Echinocandin B biosynthesis: a biosynthetic cluster from Aspergillus nidulans NRRL 8112 and reassembly of the subclusters Ecd and Hty from Aspergillus pachycristatus NRRL 11440 reveals a single coherent gene cluster

BMC Genomics 2016 Aug 8;17:570.PMID:27502607DOI:10.1186/s12864-016-2885-x.

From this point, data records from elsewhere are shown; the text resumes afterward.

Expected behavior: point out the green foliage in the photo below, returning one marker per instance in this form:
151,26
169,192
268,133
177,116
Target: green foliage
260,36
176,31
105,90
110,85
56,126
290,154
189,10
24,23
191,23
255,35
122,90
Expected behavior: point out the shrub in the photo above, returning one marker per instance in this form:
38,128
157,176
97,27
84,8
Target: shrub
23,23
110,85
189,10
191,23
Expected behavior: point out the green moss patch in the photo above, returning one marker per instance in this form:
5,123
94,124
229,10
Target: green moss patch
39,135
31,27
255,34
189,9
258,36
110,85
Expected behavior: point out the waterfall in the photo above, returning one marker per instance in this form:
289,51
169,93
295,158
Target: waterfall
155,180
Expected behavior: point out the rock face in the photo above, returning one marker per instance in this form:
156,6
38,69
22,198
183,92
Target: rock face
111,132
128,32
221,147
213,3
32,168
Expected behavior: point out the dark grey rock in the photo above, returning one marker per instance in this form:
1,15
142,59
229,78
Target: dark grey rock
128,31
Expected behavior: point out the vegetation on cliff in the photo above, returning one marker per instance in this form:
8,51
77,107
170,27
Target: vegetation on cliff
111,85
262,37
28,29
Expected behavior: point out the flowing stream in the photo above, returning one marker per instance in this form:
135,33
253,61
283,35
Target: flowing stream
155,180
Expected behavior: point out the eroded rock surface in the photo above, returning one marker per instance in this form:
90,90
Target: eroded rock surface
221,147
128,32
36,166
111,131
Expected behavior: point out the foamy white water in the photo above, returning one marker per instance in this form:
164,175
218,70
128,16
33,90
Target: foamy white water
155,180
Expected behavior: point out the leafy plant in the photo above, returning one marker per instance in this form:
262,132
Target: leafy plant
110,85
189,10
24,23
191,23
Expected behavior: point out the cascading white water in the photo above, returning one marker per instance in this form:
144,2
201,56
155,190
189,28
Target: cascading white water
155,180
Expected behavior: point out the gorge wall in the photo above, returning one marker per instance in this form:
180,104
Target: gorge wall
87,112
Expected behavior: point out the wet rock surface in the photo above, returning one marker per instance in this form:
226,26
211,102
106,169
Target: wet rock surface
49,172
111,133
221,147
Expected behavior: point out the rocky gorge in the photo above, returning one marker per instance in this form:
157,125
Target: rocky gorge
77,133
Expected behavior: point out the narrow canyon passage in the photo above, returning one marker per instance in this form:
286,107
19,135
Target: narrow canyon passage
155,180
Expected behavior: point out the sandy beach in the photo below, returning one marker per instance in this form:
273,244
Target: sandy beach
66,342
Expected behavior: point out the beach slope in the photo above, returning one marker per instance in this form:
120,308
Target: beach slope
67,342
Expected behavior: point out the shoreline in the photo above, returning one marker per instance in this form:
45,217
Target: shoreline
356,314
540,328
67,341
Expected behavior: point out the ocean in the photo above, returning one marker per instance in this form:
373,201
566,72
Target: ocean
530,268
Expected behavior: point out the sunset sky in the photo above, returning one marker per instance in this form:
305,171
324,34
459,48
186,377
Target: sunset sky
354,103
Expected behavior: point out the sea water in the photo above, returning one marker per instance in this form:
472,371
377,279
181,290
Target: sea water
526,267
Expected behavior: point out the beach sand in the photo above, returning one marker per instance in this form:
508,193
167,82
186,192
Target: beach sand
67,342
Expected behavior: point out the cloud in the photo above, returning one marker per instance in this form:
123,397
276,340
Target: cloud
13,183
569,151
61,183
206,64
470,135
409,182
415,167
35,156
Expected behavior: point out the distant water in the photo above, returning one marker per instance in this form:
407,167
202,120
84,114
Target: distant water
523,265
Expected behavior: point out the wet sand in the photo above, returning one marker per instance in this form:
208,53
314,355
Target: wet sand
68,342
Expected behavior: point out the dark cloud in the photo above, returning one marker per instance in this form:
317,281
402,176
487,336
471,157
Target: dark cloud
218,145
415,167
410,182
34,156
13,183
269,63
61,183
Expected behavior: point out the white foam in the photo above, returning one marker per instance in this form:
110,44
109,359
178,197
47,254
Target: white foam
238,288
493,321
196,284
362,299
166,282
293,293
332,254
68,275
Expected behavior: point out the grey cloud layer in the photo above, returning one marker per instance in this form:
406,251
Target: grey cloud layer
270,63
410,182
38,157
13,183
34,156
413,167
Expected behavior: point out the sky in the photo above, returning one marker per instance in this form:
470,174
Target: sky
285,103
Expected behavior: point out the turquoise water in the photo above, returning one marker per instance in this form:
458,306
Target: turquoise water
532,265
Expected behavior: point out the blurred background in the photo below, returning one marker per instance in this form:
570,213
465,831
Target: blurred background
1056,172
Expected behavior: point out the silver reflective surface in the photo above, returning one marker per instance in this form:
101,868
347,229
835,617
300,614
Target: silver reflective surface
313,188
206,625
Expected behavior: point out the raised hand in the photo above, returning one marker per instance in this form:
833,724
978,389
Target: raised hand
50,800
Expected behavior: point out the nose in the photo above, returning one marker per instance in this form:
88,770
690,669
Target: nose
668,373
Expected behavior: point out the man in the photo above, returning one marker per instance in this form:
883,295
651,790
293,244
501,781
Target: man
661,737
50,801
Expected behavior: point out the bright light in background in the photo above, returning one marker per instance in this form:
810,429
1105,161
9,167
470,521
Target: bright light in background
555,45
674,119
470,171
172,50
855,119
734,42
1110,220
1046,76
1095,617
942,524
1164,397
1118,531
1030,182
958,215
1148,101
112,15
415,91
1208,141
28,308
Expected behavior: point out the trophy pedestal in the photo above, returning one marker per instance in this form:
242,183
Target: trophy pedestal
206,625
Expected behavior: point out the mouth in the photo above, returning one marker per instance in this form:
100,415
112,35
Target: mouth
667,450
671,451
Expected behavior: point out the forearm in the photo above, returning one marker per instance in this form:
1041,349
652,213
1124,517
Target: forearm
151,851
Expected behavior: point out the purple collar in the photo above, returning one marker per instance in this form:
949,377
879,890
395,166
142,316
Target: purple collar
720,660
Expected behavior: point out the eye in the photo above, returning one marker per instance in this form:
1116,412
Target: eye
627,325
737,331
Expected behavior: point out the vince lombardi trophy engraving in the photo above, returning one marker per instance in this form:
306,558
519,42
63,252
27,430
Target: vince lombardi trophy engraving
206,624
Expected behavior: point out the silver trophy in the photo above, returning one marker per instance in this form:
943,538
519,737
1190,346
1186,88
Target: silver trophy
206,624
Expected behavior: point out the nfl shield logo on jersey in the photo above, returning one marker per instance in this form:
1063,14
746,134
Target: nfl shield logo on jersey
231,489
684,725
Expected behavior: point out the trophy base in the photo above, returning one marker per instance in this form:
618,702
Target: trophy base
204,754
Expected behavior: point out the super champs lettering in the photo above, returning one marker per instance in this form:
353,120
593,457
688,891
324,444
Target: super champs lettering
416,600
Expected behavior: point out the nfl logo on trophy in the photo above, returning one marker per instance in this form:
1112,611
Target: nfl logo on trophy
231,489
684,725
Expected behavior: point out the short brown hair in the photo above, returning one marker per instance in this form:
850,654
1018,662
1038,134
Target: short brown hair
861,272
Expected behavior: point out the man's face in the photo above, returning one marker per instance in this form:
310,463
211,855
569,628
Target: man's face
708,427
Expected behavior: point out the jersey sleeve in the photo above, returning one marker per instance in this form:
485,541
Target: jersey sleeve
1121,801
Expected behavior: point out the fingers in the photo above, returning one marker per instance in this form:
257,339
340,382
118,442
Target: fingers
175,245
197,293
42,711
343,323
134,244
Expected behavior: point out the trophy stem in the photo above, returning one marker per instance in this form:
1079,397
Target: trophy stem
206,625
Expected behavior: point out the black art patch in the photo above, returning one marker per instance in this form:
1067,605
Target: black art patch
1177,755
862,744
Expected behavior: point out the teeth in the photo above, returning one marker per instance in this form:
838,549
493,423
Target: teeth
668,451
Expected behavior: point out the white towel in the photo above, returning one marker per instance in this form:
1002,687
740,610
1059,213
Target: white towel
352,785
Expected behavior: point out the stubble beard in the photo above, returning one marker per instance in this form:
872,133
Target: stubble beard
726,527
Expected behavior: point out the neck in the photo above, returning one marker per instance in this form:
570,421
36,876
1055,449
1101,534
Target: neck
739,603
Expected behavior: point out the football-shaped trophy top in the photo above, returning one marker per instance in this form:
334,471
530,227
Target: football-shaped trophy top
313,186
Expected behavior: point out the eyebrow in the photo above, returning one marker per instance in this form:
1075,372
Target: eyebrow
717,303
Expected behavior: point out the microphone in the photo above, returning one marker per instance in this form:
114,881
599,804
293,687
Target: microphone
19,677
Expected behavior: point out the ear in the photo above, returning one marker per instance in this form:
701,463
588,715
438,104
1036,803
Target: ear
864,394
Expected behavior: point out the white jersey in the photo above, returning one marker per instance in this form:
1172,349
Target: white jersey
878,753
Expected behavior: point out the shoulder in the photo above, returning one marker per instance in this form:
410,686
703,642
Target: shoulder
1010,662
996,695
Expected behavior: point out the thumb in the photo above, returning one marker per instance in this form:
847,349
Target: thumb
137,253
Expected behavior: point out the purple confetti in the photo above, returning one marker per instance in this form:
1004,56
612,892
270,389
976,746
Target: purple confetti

Background: Echinocandins are nonribosomal lipopeptides produced by ascommycete fungi. Due to their strong inhibitory effect on fungal cell wall biosynthesis and lack of human toxicity, they have been developed to an important class of antifungal drugs. Since 2012, the biosynthetic gene clusters of most of the main echinocandin variants have been characterized. Especially the comparison of the clusters allows a deeper insight for the biosynthesis of these complex structures. Results: In the genome of the Echinocandin B producer Aspergillus nidulans NRRL 8112 we have identified a gene cluster (Ani) that encodes echinocandin biosynthesis. Sequence analyses showed that Ani is clearly delimited from the genomic context and forms a monophyletic lineage with the other echinocandin gene clusters. Importantly, we found that the disjunct genomic location of the Echinocandin B gene cluster in A. pachycristatus NRRL 11440 on two separate subclusters, Ecd and Hty, at two loci was likely an artifact of genome misassembly in the absence of a reference sequence. We show that both sequences can be aligned resulting a single cluster with a gene arrangement collinear compared to other clusters of Aspergillus section Nidulantes. The reassembled gene cluster (Ecd/Hty) is identical to a putative gene cluster (AE) that was previously deposited at the NCBI as a sequence from A. delacroxii NRRL 3860. PCR amplification of a part of the gene cluster resulted a sequence that was very similar (97 % identity), but not identical to that of AE. Conclusions: The Echinocandin B biosynthetic cluster from A. nidulans NRRL 8112 (Ani) is particularly similar to that of A. pachycristatus NRRL 11440 (Ecd/Hty). Ecd/Hty was originally reported as two disjunct sub-clusters Ecd and Hty, but is in fact a continuous sequence with the same gene order as in Ani. According to sequences of PCR products amplified from genomic DNA, the Echinocandin B producer A. delacroxii NRRL 3860 is closely related to A. pachycristatus NRRL 11440. A PCR-product from the gene cluster was very similar, but clearly distinct from the sequence published for A. delacroxii NRRL 3860 at the NCBI (No. AB720074). As the NCBI entry is virtually identical with the re-assembled Ecd/Hty cluster, it is likely that it originates from A. pachycristatus NRRL 11440 rather than A. delacroxii NRRL 3860.